Important Galleri Safety Information
The Galleri test is recommended for use in adults with an elevated risk for cancer, such as those aged 50 or older. The Galleri test does not detect all cancers and should be used in addition to routine cancer screening tests recommended by a healthcare provider. Galleri is intended to detect cancer signals and predict where in the body the cancer signal is located. Use of Galleri is not recommended in individuals who are pregnant, 21 years old or younger, or undergoing active cancer treatment.
Results should be interpreted by a healthcare provider in the context of medical history, clinical signs and symptoms. A test result of “Cancer Signal Not Detected” does not rule out cancer. A test result of “Cancer Signal Detected” requires confirmatory diagnostic evaluation by medically established procedures (e.g., imaging) to confirm cancer.

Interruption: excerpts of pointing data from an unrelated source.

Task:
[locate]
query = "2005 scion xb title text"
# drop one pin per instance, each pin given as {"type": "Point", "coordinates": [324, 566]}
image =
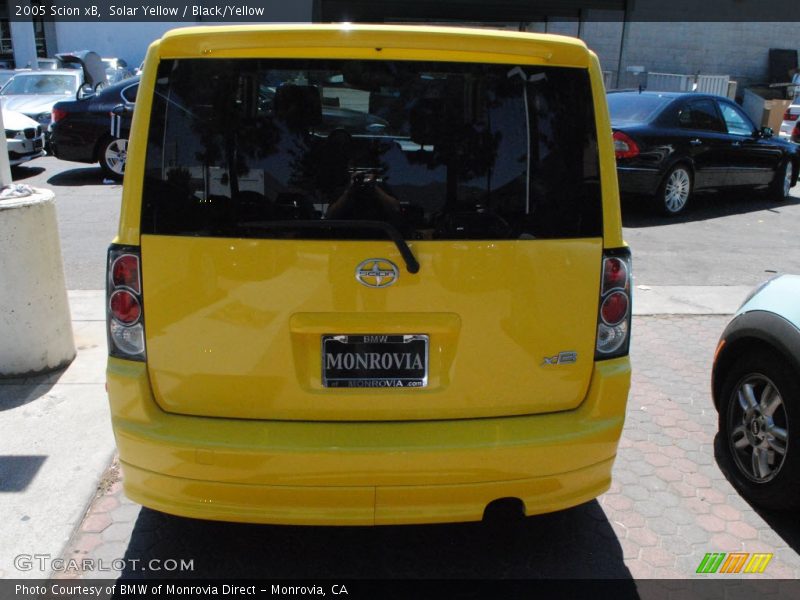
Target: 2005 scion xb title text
{"type": "Point", "coordinates": [71, 590]}
{"type": "Point", "coordinates": [142, 10]}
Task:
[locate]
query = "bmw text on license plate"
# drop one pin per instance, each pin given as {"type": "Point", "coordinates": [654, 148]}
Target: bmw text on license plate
{"type": "Point", "coordinates": [375, 360]}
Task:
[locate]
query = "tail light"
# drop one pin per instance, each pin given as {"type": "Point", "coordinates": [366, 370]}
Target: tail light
{"type": "Point", "coordinates": [614, 314]}
{"type": "Point", "coordinates": [124, 307]}
{"type": "Point", "coordinates": [624, 146]}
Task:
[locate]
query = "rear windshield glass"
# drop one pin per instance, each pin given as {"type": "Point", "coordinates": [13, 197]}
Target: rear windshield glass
{"type": "Point", "coordinates": [635, 108]}
{"type": "Point", "coordinates": [273, 148]}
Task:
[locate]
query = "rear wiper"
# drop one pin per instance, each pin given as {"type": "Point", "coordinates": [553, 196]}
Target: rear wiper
{"type": "Point", "coordinates": [390, 230]}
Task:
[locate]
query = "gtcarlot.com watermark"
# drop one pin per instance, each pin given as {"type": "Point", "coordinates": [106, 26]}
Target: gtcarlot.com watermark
{"type": "Point", "coordinates": [45, 562]}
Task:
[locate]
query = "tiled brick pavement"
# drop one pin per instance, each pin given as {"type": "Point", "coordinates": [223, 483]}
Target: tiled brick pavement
{"type": "Point", "coordinates": [669, 504]}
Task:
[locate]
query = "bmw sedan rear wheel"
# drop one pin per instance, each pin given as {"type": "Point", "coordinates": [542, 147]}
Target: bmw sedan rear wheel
{"type": "Point", "coordinates": [673, 193]}
{"type": "Point", "coordinates": [113, 154]}
{"type": "Point", "coordinates": [758, 423]}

If cancer is not confirmed with further testing, it could mean that cancer is not present or testing was insufficient to detect cancer, including due to the cancer being located in a different part of the body. False-positive (a cancer signal detected when cancer is not present) and false-negative (a cancer signal not detected when cancer is present) test results do occur. Rx only.

Laboratory/Test Information

GRAIL’s clinical laboratory is certified under the Clinical Laboratory Improvement Amendments of 1988 (CLIA) and accredited by the College of American Pathologists. The Galleri test was developed, and its performance characteristics were determined by GRAIL. The Galleri test has not been cleared or approved by the U.S. Food and Drug Administration. GRAIL’s clinical laboratory is regulated under CLIA to perform high-complexity testing. The Galleri test is intended for clinical purposes.